Hence, it would be much more reasonable to utilize the method of a sticker shock. The anticipation of the company’s opening new shops and introducing its new brand, which it has been working on over the past few years, will become even tenser and, therefore, attract even more customers (Radón 2012, p. 107). Louis Vuitton can use the concept of exclusivity as the method of selling its new collection for a higher price (Radón 2012, p. 108).

It would be wrong to claim that the strategy described above is going to be a doubtless success for the company; quite on the contrary, such a decision as raising prices in order to stir the public’s excitement and, therefore, gain more weight in the customers’ eyes is extremely risky. However, the effects that the chosen method will have once it is successfully implemented are far too impressive to discard this strategy. Taking both external and internal factors into account, the company may succeed in getting its clients excited and ready to pay more.

Counting the Losses and Choosing the Transportation Source

Losses incurred due to sold-outs and unsold product deals a major blow to the company.
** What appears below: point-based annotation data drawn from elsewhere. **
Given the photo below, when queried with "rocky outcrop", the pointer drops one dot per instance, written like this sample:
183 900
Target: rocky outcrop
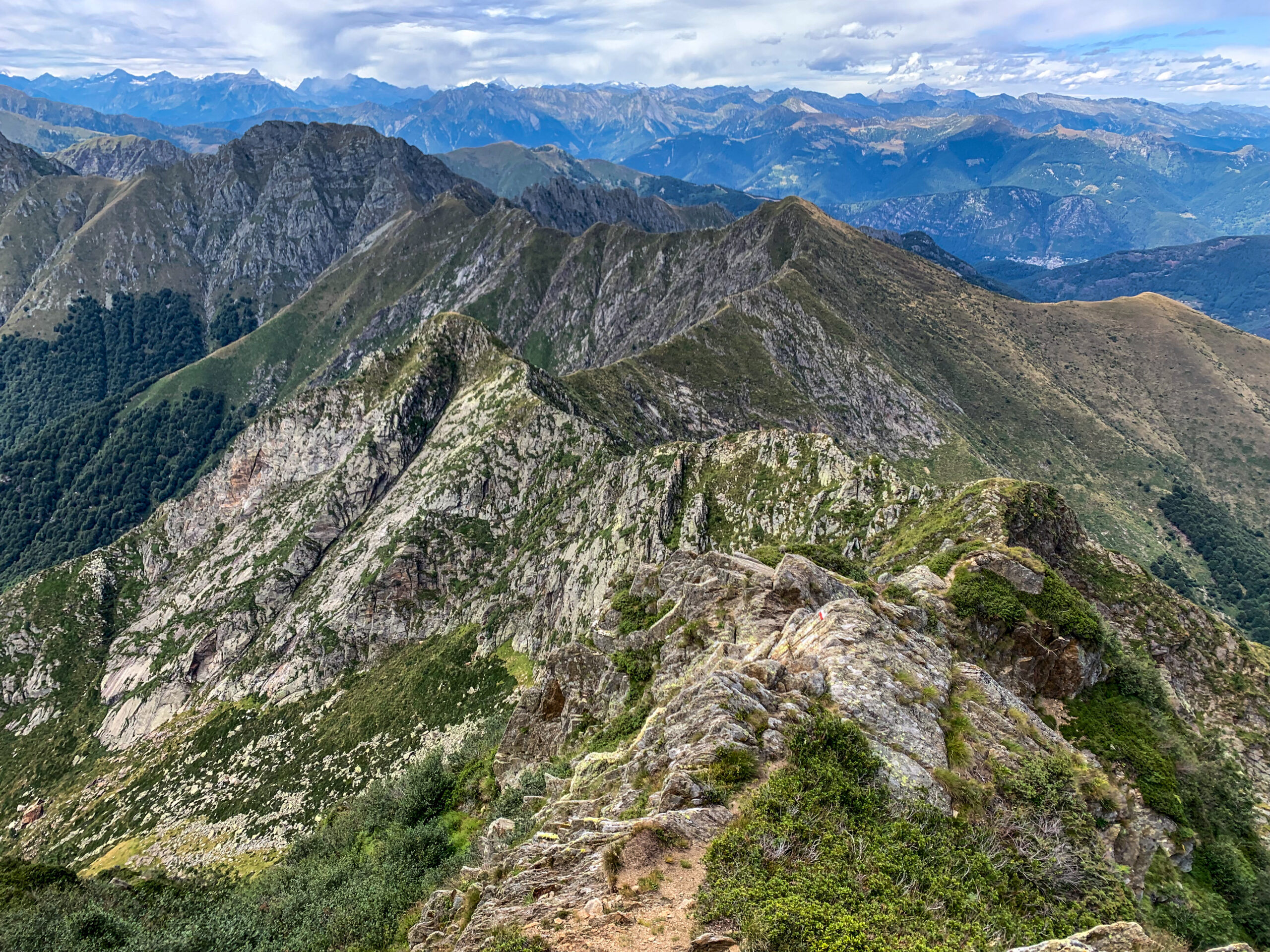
21 166
1114 937
566 205
119 157
262 218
Louis Vuitton does not organize any sales or price promotions geared to sell off any of its unsold articles. Sometimes, the staff at LVMH is offered the items at 70% below their list price (LVMH Moet Hennessy 2013, para. 1).

On average, it is estimated that about 2% of all the fashion-related items produced by Louis Vuitton as short-cycled products are disposed of each year (Fashion Scoops 2013, p. 13). This portrays a negative image to the company that prides itself in manufacturing high-end and high quality products. It leads to waste of resources and leads to losses.

It is also estimated that, typically, out of every 100 customers that intend to make purchases in any of the Louis Vuitton store, 8 of the individuals found the item they wanted was sold out. Out of these 8 individuals, 10 % ended up purchasing a different item from the store immediately. 20% of the disappointed individuals put off their purchases and came back at a later date. The rest either turned to other brands or settled for a totally different gift.

Reference List

Fashion Scoops 2013, WWD: Women’s Wear Daily, vol. 206, no. 38, pp. 6-1.

Ghosh, A, & Varshney, S 2013, Luxury goods consumption: a conceptual framework based on literature review. South Asian Journal of Management, vol. 20, no. 2, pp. 146-159.

Karen, D 2014, ‘New age of luxury at Louis Vuitton,’ Evening Standard, March 5, p. 3.

Lichocik, G, & Sadowski, A 2013, ‘Efficiency of supply chain management. Strategic and operational approach,’ Logforum, vol. 9 no. 2, pp. 119-125

LVMH Moet Hennessy 2013, LVMH Moet Hennessy Louis Vuitton SA SWOT analysis, pp. 1–8, <>.

Michael Burke talks The Louis Vuitton ‘Experience’. (2013). WWD: Women’s Wear Daily, vol. 205 no. 83, pp. 3-1.

Moatti, P V &Dussage, P 2007, Louis Vuitton: new product introductions vs. product availability, European School of Management, Paris, France.

Radón, A 2012, ‘Luxury brand exclusivity strategies – an illustration of a cultural collaboration,’ Journal of Business Administration Research, vol. 1, no. 1, pp. 106–110.